Passwords are still the primary method of authentication today, in a form of something you know. Humans are lazy, often resulting in low entropy and reused passwords.
Magnitudes of research and thought have been put into protecting passwords. They are known as the simplest form of a challenge–response authentication scheme.
Because the challenge "What is your password?" is repeated, so is the response, opening the door to possible replay attacks.
Argon2's "i" variant is resistant to side-channel attacks, while "d" variant is resistant to time-memory tradeoff attacks. "id" is the hybrid variant, resistant to both and suitable for most purposes.
Make sure to use "id" variant of Argon2.
Salts are closely related to nonces, however, nonces are for communication protocols, not hashing. Nonces protect against replay attacks, while salts protect against precomputed hashes(aka rainbow tables). It's important to separate them, as they aren't protecting against the same things.
The only requirements of salts are to be unique to each hash and public, however, they should be unpredictable to prevent precomputing future hashes.
A cryptographically secure pseudo-random number generator output of 32 bytes will produce an unpredictable, and unique value.
If you've been around the internet, researching password salts, you've probably heard of the "pepper". It is a cryptographic secret(secret key), that must be unpredictable and unique to each application, used in a hash function.
Wait ... sounds a lot like an keyed-hash message authentication code, right? That's because it is. One must be extremely careful implementing "peppers" because it can lead to length extension attacks and nasty problems with Bcrypt.
Argon2 actually implements a
secret value in the official spec as an optional argument to act as a "pepper". If you're using an implementation that does not support the
secret value, encrypt the hash. If you're not using Argon2, encrypt the hash.
Do not waste your time implementing both a "pepper" and encrypting the hash. You gain no practical benefit. And you might want to store your cryptographic secrets in a hardware security module.
You SHOULDN'T be rolling your own authentication system in production, use pre-made libraries and services. But you should learn how to implement them and how they work.

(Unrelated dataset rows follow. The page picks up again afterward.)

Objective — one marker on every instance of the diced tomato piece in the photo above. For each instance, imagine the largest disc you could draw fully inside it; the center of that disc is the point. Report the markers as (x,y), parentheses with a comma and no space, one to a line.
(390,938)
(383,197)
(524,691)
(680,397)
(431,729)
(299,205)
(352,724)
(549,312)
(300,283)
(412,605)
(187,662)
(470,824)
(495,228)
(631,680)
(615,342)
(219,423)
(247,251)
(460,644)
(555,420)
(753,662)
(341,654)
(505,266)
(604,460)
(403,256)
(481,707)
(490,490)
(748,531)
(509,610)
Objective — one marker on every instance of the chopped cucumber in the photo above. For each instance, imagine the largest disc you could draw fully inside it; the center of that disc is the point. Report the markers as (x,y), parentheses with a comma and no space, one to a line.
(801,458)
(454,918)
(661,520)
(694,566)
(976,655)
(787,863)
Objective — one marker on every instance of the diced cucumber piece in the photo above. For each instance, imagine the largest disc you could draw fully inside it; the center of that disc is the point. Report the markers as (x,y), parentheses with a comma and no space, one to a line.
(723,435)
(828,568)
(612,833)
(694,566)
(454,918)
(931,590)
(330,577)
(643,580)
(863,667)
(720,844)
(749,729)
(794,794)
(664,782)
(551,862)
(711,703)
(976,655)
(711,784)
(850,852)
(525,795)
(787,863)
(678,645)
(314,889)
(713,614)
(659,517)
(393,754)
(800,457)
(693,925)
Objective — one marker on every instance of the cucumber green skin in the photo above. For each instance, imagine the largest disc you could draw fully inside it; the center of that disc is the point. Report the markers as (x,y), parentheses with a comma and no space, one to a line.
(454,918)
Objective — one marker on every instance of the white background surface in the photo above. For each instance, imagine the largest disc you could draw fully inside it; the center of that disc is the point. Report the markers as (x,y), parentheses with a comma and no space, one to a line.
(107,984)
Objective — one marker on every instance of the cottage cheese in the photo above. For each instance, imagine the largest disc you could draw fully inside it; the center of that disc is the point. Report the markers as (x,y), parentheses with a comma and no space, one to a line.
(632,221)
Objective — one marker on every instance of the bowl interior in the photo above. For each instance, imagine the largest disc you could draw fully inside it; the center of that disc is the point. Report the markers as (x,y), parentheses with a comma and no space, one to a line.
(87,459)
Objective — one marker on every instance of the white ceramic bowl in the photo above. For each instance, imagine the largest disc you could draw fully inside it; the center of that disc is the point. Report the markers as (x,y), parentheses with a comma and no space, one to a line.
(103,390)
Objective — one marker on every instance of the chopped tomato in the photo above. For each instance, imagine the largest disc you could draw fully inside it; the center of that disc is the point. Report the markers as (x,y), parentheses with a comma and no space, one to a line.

If you're a PHP developer, use the built-in
password_hash function. Or even better, use Halite. Be sure to use PHP 7.2 and above. Take note that the default password hashing algorithm for PHP is Bcrypt.
Use Halite to hash then encrypt your passwords. An encryption key is required by the library for storing passwords.

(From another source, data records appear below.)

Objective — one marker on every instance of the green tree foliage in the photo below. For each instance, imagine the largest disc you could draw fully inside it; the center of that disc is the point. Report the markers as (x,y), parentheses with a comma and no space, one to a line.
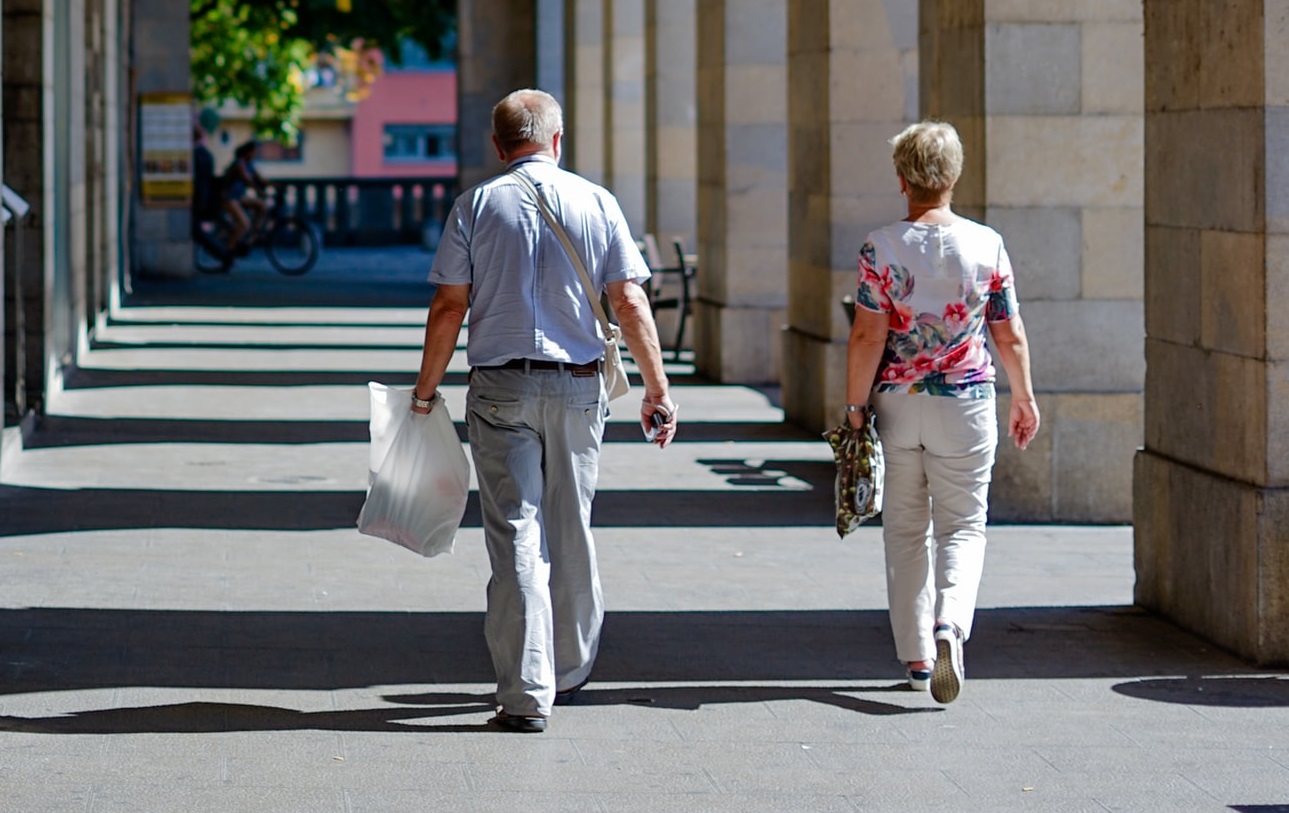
(255,52)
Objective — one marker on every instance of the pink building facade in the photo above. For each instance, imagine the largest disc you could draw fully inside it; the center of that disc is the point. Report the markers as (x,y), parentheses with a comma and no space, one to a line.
(406,126)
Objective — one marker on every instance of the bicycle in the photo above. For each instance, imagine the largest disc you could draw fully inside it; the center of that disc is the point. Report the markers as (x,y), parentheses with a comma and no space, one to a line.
(291,244)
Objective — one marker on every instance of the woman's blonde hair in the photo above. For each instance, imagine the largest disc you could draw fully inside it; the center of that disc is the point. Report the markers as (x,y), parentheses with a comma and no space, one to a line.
(526,117)
(928,156)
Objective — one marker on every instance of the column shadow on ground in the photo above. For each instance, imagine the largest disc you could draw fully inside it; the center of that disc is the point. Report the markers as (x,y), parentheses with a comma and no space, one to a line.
(68,430)
(31,510)
(699,657)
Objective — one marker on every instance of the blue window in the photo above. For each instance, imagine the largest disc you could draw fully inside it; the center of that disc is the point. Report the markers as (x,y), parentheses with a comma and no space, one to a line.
(419,142)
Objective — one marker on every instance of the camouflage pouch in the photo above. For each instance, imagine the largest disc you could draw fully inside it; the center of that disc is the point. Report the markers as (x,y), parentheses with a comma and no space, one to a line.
(860,472)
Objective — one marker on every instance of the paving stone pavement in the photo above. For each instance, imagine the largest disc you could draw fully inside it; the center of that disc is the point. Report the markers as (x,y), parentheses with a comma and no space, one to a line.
(190,621)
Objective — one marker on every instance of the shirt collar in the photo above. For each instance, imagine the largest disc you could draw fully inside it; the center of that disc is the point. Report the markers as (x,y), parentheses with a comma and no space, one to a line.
(529,159)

Perhaps a third-party solution?:
- Maximum length of no less than 128 characters.
- Minimum length of 12 or 16 characters.
- Support almost if not all Unicode and whitespace.

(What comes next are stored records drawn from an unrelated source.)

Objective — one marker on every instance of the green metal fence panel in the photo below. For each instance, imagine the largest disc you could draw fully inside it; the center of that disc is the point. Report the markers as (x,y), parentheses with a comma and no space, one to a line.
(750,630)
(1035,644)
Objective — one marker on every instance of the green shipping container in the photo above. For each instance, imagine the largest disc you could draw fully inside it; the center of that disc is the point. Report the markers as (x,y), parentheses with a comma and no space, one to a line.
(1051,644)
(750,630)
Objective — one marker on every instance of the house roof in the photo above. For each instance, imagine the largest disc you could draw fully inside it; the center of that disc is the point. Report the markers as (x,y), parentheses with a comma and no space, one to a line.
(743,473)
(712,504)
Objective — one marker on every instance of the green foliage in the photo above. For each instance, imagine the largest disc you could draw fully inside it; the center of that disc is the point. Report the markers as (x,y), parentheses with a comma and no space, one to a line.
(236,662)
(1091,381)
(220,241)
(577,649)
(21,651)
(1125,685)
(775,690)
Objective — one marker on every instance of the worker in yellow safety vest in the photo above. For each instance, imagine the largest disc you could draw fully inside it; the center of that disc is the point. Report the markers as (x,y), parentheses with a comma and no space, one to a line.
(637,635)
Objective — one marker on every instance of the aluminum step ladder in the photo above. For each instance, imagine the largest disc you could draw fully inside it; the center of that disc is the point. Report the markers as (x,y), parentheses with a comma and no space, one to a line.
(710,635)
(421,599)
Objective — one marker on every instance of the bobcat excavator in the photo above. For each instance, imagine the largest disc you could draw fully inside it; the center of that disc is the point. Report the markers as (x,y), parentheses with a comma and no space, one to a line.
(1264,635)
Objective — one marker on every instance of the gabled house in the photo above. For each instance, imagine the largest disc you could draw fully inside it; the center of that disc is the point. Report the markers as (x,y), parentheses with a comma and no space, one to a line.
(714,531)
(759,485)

- Decline known passwords via HIBP API.
- Decline passwords matching the identifier, e.g: email, username.
- Don't enforce special characters, uppercase, lowercase, symbols, etc.
- Don't truncate, sanitize, or format their passwords in any way shape or form!
- Don't prevent them from copying and pasting into the password fields.
- Don't limit what they can or cannot put into the password fields.
- Don't require password changes every so often.
What matters most, is the length(more so) and entropy. If you feel still inclined to enforce the character set above, don't. Enforce multi-factor authentication instead, their accounts will be far better with it.
If you enforce that character set, you run the risk of them writing it down, forgetting it, annoying them, or choosing a weak password. You can also cause users to write down their passwords if you enforce password changes.
As pointed out by @nylen , perhaps calculate the Levenshtein distance between the password and the identifier and decline passwords within a dangerous distance. Of course with a reasonable minimum distance.
Discourage passwords with personal information like names, dates, birthdays, etc. Or sharing them if at all possible.
- Protect your communications with TLS 1.2 and newer, the successor to the SSL protocol. Otherwise sensitive information(passwords) will be exposed, rendering your state-of-the-art hashing useless.
- Do not implement SMS for multi-factor authentication! They're easily exploitable via SIM swap scam, and spoofing phone numbers to obtain verification codes.